Selasa, 30 Desember 2008

Sinergi Industri Kreatif dan Seluler



EKONOMI kreatif secara umum dan industri kreatif khususnya diyakini akan menjadi primadona. Ada tiga alasan yang mendasari keyakinan tersebut, yaitu hemat energi karena lebih berbasis pada kreativitas, lebih sedikit menggunakan sumber daya alam, dan menjanjikan keuntungan lebih tinggi.

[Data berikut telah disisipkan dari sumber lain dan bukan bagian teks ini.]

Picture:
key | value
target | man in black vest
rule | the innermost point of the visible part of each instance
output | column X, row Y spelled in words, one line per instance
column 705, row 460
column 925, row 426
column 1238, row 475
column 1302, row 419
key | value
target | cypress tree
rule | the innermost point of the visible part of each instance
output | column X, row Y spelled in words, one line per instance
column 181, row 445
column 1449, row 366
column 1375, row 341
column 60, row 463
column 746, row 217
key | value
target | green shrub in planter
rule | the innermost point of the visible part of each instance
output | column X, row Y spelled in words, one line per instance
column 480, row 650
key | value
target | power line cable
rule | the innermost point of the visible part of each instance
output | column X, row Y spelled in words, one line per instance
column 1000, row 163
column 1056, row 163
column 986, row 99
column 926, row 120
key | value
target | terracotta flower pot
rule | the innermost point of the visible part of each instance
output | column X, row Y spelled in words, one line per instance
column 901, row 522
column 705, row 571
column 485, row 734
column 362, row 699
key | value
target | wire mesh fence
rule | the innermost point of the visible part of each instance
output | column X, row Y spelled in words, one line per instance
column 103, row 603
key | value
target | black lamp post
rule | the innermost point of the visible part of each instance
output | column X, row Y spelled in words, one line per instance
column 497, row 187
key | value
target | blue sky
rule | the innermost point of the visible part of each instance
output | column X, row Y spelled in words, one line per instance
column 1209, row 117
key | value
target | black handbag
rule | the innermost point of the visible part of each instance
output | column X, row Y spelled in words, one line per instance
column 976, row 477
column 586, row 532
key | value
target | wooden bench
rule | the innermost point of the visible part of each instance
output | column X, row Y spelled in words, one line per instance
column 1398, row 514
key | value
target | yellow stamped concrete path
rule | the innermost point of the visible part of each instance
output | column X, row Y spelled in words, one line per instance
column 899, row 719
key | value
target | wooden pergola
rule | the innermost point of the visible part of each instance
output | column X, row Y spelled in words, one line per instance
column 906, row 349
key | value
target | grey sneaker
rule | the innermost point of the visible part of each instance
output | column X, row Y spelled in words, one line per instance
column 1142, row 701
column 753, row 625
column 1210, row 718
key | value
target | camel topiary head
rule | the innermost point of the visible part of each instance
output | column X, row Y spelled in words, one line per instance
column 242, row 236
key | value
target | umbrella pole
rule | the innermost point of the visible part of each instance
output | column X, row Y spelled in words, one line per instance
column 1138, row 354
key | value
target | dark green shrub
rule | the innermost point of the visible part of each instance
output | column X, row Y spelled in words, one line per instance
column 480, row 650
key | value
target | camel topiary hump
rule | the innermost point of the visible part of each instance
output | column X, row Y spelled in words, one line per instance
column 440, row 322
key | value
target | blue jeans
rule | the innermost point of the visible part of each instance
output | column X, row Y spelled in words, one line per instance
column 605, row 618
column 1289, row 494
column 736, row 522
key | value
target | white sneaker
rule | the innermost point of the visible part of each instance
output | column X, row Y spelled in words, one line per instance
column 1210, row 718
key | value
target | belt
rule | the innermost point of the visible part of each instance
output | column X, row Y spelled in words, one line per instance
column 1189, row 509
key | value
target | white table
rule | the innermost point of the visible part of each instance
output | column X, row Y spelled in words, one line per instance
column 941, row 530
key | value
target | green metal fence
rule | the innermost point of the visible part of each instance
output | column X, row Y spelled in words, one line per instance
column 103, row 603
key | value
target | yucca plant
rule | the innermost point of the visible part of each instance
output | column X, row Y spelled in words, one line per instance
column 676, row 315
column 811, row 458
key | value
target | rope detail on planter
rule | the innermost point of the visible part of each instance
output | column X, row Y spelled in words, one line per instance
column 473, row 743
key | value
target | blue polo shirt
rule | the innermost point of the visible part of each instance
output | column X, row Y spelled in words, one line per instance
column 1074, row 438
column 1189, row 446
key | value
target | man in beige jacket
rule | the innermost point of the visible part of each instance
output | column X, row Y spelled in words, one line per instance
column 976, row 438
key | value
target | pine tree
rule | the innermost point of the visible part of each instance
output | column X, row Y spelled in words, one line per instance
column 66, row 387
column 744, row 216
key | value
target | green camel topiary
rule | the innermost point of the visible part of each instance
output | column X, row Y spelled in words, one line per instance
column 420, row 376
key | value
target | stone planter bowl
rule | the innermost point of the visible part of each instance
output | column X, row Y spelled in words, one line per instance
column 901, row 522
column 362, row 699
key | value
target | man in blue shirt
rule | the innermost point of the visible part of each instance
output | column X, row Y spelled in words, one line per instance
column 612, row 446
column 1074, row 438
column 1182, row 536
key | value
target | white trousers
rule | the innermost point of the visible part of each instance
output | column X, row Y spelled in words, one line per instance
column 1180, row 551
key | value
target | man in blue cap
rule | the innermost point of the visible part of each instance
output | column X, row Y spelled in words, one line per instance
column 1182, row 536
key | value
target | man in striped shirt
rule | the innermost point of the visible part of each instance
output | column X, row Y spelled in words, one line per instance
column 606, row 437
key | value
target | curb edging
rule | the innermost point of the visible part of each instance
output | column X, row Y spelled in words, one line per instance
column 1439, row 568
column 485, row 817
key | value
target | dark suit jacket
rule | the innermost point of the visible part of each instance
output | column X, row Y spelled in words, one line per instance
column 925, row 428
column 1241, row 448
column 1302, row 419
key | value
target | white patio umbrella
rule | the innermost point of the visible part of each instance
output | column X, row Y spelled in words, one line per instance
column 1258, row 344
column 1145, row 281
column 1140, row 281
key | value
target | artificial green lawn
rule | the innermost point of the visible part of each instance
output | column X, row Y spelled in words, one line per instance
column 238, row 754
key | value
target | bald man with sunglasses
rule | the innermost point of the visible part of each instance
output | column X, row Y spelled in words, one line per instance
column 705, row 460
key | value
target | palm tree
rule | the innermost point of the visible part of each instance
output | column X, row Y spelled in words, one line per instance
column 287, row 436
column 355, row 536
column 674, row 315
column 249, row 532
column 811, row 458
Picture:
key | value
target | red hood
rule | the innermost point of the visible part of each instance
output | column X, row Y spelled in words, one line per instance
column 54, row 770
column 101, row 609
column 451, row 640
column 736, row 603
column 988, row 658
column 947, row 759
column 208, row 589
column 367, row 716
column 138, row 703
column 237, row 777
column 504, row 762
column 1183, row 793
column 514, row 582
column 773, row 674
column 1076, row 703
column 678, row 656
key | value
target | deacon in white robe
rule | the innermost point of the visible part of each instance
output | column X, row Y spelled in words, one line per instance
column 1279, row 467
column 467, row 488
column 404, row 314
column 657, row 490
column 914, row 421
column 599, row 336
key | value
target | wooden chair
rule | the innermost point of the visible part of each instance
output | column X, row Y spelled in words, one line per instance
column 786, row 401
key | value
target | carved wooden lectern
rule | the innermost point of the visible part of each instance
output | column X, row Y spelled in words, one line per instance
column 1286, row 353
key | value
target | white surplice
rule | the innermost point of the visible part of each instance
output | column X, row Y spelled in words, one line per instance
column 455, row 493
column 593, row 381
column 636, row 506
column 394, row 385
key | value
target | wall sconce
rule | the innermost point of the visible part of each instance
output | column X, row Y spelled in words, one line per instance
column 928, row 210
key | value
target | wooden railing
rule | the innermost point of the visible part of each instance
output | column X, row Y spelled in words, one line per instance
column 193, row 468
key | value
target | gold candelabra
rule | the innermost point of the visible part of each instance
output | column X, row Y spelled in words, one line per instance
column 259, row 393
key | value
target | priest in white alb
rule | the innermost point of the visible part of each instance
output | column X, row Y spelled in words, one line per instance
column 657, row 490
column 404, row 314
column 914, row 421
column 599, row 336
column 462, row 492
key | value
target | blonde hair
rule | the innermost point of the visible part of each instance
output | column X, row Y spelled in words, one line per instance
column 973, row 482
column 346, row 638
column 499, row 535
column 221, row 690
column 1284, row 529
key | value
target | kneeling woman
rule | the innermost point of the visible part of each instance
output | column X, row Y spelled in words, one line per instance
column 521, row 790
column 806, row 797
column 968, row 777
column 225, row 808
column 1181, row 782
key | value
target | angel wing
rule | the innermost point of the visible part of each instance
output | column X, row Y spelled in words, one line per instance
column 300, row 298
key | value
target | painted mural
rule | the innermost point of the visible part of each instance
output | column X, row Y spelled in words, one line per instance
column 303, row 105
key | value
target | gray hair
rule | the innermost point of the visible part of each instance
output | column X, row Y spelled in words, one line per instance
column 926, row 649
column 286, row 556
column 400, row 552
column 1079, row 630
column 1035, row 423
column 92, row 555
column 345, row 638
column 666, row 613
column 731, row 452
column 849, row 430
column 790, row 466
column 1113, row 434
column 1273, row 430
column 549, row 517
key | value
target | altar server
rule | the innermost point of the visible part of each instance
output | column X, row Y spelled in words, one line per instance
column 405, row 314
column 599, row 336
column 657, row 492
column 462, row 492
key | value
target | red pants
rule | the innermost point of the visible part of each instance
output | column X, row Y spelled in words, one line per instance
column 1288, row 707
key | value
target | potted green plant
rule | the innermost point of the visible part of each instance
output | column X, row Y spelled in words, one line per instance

Ketiga faktor di atas juga ditopang oleh ketersediaan sumber daya manusia (SDM) yang belimpah. Saat ini jumlah penduduk Indonesia sekitar 230 juta. Populasi yang berusia 15-29 tahun berkisar 40,2 juta atau hampir 18,4% merupakan pasar yang sangat gemuk bagi produk-produk industri kreatif.
Aktivitas ekonomi kreatif meliputi 14 subsektor, yakni periklanan; arsitektur; pasar barang seni; kerajinan; desain; busana; video, film, dan fotografi; permainan interaktif; musik; seni pertunjukan; penerbitan dan percetakan; layanan komputer dan peranti lunak; televisi dan radio; serta riset dan pengembangannya.
Data Departemen Perdagangan (2006) menyebutkan subsektor yang kontribusinya terbesar pada produk domestik bruto (PDB) adalah busana 44%. Disusul kerajinan 28%, periklanan dan desain masing-masing 7%, arsitektur 3,2%, percetakan dan penerbitan 3,5%, serta musik 3%.
Selama periode 2002-2006 industri kreatif Indonesia mampu menyerap tenaga kerja rata-rata 5,8% dari keseluruhan tenaga kerja nasional atau 5,4 juta. Nilai ekspornya mencapai Rp 69,8 triliun atau sebesar 10,6% dari ekspor nasional.
Thomas L Friedman, penulis buku ''The World is Flat'' mengatakan kita sekarang sudah sampai pada gelombang ketiga globalisasi. Pada tahap itu indivisu menjadi kekuatan utama didukung oleh teknologi komunikasi dan informasi yang kian canggih, sehingga dunia tak lagi dibatasi jarak dan waktu.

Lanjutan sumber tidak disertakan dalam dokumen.